Um soco no estômago
«O Inverno vai ser longo e áspero. Vou ter muito tempo para recordar.» Assim termina o último romance de Baptista-Bastos, Um Homem Parado no Inverno.
Um soco no estômago. Isso mesmo: um soco no estômago. Acabei de ler o livro. Estou sentado numa mesa junto a uma janela de vidros reforçados e, lá fora, os carros cruzam-se na avenida. Não ouço o barulho do trânsito. Mas vejo um sol meigo e tímido - um sol de Janeiro - a pontuar uns casebres no topo de um morro. Olho para alguns plátanos, de ramos secos erguidos para o céu azul. É Inverno. Recordo. Mas, antes de deixar sair o fio da memória, penso na próxima Primavera, depois de ter lido o romance pela segunda ou terceira vez, com as folhas já verdes do plátano. A história continua.
Recordo outros romances de Baptista-Bastos, onde se ouvia, com força, bater o vento da História e do Futuro. Recordo, juventude minha, o fascínio de Um Secreto Adeus. Recordo a sala grande da redacção do Diário Popular, conversas de afecto e companheirismo. Recordo, antes e depois, as palavras escritas, os pequenos papéis da solidariedade, o tique nervoso do acender um cigarro, o gesto de agarrar um copo para outra bebida.
Agora: um soco no estômago.
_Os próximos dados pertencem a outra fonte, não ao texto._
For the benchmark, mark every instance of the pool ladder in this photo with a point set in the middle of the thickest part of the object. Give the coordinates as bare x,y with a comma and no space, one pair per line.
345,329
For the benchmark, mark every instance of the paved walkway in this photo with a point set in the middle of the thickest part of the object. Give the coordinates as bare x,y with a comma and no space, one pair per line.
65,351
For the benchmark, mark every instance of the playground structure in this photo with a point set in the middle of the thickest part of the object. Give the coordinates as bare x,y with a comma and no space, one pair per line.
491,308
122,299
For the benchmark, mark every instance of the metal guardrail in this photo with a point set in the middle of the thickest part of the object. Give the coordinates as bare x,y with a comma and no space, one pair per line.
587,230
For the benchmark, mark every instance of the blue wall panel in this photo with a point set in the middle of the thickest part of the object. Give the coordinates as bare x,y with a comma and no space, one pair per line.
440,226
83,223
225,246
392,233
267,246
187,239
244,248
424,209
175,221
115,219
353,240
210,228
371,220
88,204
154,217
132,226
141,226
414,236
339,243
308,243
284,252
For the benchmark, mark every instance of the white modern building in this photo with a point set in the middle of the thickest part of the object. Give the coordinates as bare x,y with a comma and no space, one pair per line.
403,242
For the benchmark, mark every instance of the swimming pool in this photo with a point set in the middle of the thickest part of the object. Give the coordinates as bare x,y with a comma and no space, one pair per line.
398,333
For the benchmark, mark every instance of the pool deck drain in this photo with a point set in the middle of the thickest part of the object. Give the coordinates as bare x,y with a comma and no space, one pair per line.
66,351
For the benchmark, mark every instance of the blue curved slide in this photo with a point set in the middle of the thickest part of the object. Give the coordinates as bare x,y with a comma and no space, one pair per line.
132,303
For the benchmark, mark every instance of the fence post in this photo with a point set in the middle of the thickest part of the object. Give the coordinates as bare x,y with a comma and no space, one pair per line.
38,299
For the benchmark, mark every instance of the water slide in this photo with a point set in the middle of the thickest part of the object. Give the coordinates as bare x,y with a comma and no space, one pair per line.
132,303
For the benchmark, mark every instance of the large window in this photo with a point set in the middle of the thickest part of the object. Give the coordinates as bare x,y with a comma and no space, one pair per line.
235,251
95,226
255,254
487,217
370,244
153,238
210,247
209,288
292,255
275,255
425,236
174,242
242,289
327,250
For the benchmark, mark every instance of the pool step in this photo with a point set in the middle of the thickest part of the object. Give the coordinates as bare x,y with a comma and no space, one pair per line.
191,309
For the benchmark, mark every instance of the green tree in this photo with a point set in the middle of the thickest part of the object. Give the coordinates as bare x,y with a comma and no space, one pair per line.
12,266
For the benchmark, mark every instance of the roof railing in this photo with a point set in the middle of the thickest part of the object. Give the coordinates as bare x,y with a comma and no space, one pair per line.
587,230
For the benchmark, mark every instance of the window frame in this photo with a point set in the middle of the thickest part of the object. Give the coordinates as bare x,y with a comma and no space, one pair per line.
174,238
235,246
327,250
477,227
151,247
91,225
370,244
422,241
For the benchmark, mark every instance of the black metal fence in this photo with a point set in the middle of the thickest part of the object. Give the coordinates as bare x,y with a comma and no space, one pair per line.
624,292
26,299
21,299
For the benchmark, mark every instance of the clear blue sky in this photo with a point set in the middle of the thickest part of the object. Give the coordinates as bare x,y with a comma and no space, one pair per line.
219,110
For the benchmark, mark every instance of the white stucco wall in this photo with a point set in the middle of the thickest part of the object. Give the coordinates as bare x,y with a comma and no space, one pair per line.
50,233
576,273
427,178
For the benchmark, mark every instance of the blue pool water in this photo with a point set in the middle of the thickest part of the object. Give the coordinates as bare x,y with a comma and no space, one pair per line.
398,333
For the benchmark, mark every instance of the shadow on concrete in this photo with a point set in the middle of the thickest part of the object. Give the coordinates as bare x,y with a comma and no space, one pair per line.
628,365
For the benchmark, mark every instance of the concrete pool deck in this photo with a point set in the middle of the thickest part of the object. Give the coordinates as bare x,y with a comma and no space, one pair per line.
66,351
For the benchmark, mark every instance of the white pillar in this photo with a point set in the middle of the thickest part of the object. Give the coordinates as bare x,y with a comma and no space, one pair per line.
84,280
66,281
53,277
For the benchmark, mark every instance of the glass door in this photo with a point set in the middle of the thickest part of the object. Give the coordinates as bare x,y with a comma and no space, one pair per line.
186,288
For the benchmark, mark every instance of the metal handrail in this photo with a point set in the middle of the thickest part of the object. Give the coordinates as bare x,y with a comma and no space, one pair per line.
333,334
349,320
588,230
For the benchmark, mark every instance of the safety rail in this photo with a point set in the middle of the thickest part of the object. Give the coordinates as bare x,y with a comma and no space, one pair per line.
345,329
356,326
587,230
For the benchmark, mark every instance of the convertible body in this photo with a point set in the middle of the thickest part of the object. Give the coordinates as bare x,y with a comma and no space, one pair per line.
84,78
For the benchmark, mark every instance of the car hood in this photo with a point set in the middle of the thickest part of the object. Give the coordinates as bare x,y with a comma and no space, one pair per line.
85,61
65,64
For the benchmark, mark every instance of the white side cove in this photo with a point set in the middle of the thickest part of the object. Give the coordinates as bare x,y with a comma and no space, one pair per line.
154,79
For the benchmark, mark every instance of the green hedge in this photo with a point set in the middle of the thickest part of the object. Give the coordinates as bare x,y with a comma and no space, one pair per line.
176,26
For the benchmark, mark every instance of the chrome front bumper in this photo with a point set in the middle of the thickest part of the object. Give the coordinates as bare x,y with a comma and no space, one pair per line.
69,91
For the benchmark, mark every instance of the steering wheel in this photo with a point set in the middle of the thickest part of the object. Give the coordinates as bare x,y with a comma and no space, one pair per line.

A crueza do vazio. A dolorosa sensação de um frio interior. A cidade cercada, os campos desolados, as conversas perdidas, as ruínas circulares de aldeias remotas envoltas em neblina.
É como se caminhasse com o peso da memória de várias gerações traídas. Fantasmas entram no discurso e riem nas caveiras brancas de tanta ingenuidade.
Um Homem Parado no Inverno - Baptista-Bastos sereno no suplício. Mas, nas entrelinhas, sente-se o furor contido, a raiva em rastilho por entre alguns parágrafos. A vontade de cortar as pontes para novas pontes construir. Destruição necessária para novas construções.
Um Homem Parado no Inverno é o retrato de uma solidão que dói. Que dói por ser também a nossa, portuguesa, neste novelo que fomos enrodilhando, perdida a bússula, perdido o próprio Norte. Errantes, nómadas, assim vamos vivendo, enquanto não inventamos novos astrolábios. Enquanto novas caravelas não construirmos.
Portugueses e suaves assim parecemos. É um rame-rame a que nos obrigaram. Entramos na rotina da desilusão. O nevoeiro oculta os grandes desejos e a vontade de saltar por cima e ir ainda mais além.
Mas não se cale a voz, por mais solitária que pareça ser. Incomoda até, de tão sincera.
Estas são as palavras do sentimento para que a usura não se instale e o Inverno não doa tanto. Estas são também as palavras da amizade. Não é, de forma alguma, Um Imenso Adeus. Recordo: «A Felicidade Ainda é Possível», como dizia o outro.
Eduardo Guerra Carneiro, in O Revólver do Repórter, Editorial Teorema, 1994, pp. 185-186.